3 min. 15.09.2017 From our online archive
If you’ve ever considered urinating on your own car engine, you probably need some serious psychological help. Unless, of course, it’s the desperate last-resort action you’ve taken to stop martens from invading your car.

If you’ve ever considered urinating on your own car engine, you probably need some serious psychological help. Unless, of course, it’s the desperate last-resort action you’ve taken to stop martens from invading your car.

My interactions with cute, furry animals are usually limited to zoos and Facebook posts showing a bunny washing its whiskers, or a dog and kittens becoming lifelong friends. Since moving to Luxembourg, however, I’ve noticed these long, thin, ferret-like creatures roaming the streets in my village at night. What I didn’t realise was that they have been looking for a bed for the night, and that bed has been under the bonnet of our car.

Here’s what happened. My husband usually parks his car on the road outside our house. Last week, before heading off to pick up the kids, I noticed the screen wash had run out, and when I got home, I dutifully refilled it. Then I tried it out. Nothing happened. How could that be?

I lifted the bonnet and discovered that the rubber connecting tube had been cut. It must have been vandals, I thought, or thieves, or those naughty kids at the end of the road. But then I wondered, how could they have even lifted the bonnet? And why would they have done nothing more than snip a tube?

After further inspection, I uncovered a piece of chewed rubber, about the size of a small mouth, lying on the engine. Aha, I deduced – so something has bitten it! At last came the small moment of wonder when you learn something you thought you never would. My ‘vandal’ had actually been a marten, which apparently loves to nibble at any rubber tubing or wires that get in the way of a good night’s sleep.

Millions of euros of damage

After a quick online search, I discover that, in Germany, “Marder” cause €64 million in damage to cars every year. Indeed, martens are the third-most frequent insurance claim in the country.

I quickly contact my insurance broker, who tells me, much to my surprise, that the damage will be covered by my insurance following a technical inspection. Wow. Who’d have thought Luxembourg insurers have “feral-biting” on their list of possible insurance claims?

What’s more, these little sharp-toothed cuties can do much worse than bite through your screen washer. They’ve been known to nibble on spark-plug wires and coolant hoses and crunch through brake hoses and ignition wiring. Electric hybrid cars, with all those additional wires, are the most susceptible to costly damage.

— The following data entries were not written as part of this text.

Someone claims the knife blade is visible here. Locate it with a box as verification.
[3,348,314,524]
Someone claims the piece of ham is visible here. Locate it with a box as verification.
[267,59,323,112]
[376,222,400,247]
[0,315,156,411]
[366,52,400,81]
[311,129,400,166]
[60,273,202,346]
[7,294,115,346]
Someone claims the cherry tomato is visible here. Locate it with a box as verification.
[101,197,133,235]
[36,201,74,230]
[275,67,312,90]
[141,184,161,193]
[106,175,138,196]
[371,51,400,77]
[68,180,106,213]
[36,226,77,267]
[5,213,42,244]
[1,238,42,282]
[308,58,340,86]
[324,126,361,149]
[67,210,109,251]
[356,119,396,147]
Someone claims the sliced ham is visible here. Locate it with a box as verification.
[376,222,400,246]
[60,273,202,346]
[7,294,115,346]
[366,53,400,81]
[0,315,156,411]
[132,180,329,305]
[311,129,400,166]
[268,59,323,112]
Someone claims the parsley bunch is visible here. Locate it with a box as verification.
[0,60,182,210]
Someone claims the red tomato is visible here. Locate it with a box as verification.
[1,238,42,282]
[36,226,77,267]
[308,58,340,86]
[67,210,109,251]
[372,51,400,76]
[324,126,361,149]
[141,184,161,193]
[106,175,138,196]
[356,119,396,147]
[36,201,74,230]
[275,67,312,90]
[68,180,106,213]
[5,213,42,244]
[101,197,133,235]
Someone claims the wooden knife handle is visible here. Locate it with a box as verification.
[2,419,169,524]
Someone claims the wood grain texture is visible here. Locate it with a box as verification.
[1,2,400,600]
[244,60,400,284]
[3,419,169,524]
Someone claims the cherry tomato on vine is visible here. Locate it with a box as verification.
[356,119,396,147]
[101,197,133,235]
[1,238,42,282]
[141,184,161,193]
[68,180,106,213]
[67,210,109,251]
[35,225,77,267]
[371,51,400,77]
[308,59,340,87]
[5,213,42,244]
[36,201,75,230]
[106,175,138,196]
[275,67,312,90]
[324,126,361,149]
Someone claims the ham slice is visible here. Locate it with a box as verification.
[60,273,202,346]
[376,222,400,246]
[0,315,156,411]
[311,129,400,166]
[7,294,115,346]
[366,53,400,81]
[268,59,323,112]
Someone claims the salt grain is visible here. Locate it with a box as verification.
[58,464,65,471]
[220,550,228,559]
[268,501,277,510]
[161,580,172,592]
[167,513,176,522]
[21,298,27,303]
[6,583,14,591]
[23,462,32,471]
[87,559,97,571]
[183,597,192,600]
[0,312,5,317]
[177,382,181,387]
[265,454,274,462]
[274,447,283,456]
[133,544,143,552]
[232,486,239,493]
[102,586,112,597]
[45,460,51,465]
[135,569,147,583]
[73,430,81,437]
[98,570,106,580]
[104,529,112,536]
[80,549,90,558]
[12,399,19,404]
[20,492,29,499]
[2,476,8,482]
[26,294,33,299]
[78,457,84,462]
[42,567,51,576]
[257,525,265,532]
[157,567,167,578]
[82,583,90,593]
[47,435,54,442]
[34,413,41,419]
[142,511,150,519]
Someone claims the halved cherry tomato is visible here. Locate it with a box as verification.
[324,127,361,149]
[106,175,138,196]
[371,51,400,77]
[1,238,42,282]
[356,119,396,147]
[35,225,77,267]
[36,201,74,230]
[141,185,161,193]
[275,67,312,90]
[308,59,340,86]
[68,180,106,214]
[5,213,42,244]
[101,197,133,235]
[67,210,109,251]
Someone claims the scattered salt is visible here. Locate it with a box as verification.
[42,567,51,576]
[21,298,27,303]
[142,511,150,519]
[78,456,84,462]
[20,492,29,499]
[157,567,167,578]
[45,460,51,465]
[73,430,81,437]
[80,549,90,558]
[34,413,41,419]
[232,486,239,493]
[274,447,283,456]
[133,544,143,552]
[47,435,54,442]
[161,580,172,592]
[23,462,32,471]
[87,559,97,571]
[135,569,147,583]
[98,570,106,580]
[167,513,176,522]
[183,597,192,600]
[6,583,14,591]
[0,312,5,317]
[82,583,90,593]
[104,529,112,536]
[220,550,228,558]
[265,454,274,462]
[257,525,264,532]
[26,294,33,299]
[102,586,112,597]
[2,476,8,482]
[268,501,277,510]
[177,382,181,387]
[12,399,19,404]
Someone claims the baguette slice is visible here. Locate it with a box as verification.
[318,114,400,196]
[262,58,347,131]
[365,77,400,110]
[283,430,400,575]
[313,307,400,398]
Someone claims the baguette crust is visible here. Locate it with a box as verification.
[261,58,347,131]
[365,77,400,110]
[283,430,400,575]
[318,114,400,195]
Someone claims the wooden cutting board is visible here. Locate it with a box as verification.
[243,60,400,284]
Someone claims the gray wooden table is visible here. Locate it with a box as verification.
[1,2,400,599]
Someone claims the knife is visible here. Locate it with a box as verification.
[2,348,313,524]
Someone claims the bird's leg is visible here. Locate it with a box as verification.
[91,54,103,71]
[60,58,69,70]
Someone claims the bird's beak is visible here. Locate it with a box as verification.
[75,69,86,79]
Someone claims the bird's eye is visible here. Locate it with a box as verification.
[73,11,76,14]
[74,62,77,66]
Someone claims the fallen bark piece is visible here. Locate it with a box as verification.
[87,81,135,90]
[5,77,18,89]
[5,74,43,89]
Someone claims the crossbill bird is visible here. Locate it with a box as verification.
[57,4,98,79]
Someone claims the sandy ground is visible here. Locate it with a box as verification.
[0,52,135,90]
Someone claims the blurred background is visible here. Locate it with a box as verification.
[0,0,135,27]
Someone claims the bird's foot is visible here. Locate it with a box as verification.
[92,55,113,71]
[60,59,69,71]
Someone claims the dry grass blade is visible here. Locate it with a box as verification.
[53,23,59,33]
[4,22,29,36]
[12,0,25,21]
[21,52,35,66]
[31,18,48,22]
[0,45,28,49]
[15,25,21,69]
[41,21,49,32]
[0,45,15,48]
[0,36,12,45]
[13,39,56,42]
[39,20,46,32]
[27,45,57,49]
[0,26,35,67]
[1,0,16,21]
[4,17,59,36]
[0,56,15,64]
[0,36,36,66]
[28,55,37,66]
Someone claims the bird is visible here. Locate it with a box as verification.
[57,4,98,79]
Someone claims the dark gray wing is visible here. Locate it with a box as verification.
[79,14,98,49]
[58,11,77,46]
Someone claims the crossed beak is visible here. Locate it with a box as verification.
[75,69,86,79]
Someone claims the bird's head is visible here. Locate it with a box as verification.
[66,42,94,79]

Martens are drawn to the warmth of the car’s engine and bite on cables to get them out the way of a comfortable night’s sleep or to mark their territory (this is my engine! no one else try to sleep here!). Earlier this year, the Wort reported that three baby martens were found in an engine compartment in Niederanven, so, in addition to a hotel, your car can double up as a maternity ward.

Protected species

It appears there is little we can do about these critters. Ultrasonic devices and things that give martens an electric shock only work to a limited extent. They are also a protected species, for those of you who have more menacing ideas.

One piece of online advice states that martens often spray on the engine to mark their territory, and this attracts more martens to your car/hotel. It suggests that you urinate on your car engine to mark it in much the same way.

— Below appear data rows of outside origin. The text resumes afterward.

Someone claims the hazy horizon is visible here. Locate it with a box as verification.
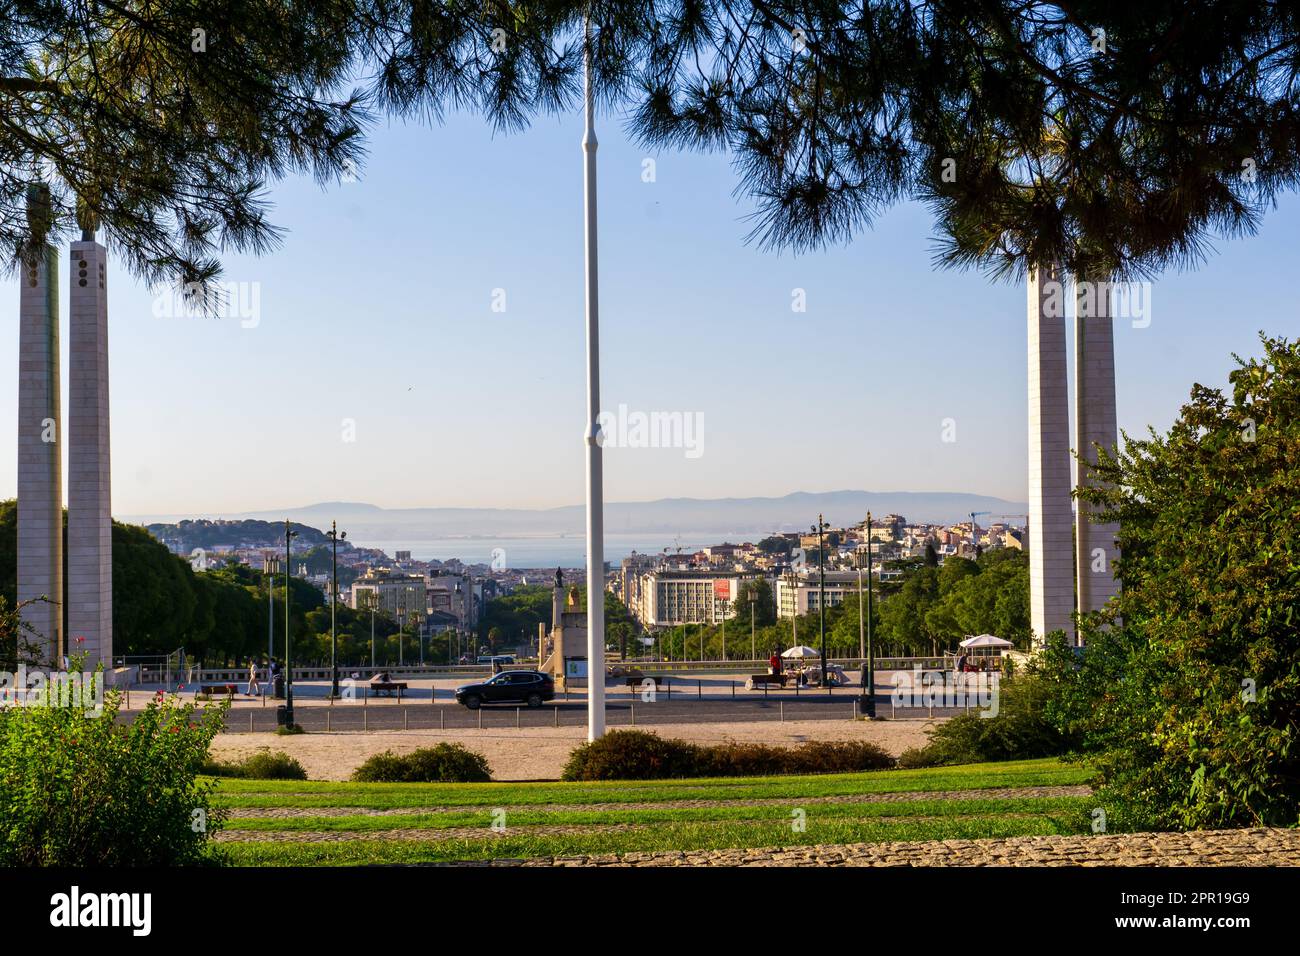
[3,108,1293,516]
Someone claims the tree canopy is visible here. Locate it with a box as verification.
[5,2,1298,289]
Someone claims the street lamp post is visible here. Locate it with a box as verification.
[859,512,878,718]
[749,592,756,660]
[283,520,298,727]
[814,514,829,693]
[266,551,273,674]
[397,594,405,667]
[326,521,346,698]
[368,593,376,669]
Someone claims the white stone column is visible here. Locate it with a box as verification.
[68,241,113,669]
[1027,263,1076,645]
[17,245,63,664]
[1074,277,1120,629]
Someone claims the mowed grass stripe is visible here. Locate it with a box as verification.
[224,784,1090,818]
[212,758,1091,810]
[217,795,1091,833]
[218,814,1089,866]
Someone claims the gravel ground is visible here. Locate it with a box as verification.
[482,828,1300,867]
[208,716,941,781]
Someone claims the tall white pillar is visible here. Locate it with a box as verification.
[68,239,113,670]
[581,22,605,740]
[1074,277,1120,630]
[17,243,63,664]
[1027,263,1075,645]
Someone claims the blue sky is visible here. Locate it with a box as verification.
[2,106,1297,517]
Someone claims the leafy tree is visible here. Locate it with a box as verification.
[731,578,775,628]
[1042,334,1300,830]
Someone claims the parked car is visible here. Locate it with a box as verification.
[475,655,516,666]
[455,670,554,709]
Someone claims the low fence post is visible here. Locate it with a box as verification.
[779,701,784,723]
[326,708,331,732]
[249,710,254,733]
[364,708,368,731]
[697,680,702,699]
[404,708,409,731]
[731,681,735,698]
[440,707,445,731]
[553,705,559,728]
[477,707,483,729]
[515,707,520,729]
[630,702,635,726]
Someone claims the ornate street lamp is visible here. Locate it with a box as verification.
[813,514,831,693]
[325,522,346,698]
[283,520,298,727]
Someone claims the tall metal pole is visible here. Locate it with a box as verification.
[369,595,375,669]
[816,514,828,692]
[582,16,606,741]
[857,562,865,659]
[789,567,798,648]
[750,594,756,660]
[266,552,273,672]
[329,521,340,698]
[865,511,876,717]
[284,521,295,726]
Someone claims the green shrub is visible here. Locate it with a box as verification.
[904,672,1074,767]
[896,747,944,769]
[202,749,306,780]
[561,731,701,781]
[561,730,894,781]
[1041,335,1300,831]
[0,680,228,866]
[351,744,491,783]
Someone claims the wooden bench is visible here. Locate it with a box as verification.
[625,675,668,691]
[746,673,789,689]
[197,683,237,698]
[369,682,408,698]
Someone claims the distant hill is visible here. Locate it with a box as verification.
[144,518,335,552]
[127,490,1028,541]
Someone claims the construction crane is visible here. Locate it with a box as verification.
[969,511,991,552]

Can’t imagine what the neighbours would say if I asked my husband to lift the bonnet and relieve himself on the engine. Would they think it was a strange foreign autumn tradition? Forget apple picking – in September, we like to wee on our cars!

In the end, duct tape came to the rescue, together with a large amount of air freshener. Our car now smells of orchid and lavender, but at least that's better than "eau de toilet". Some advice is better left unheeded.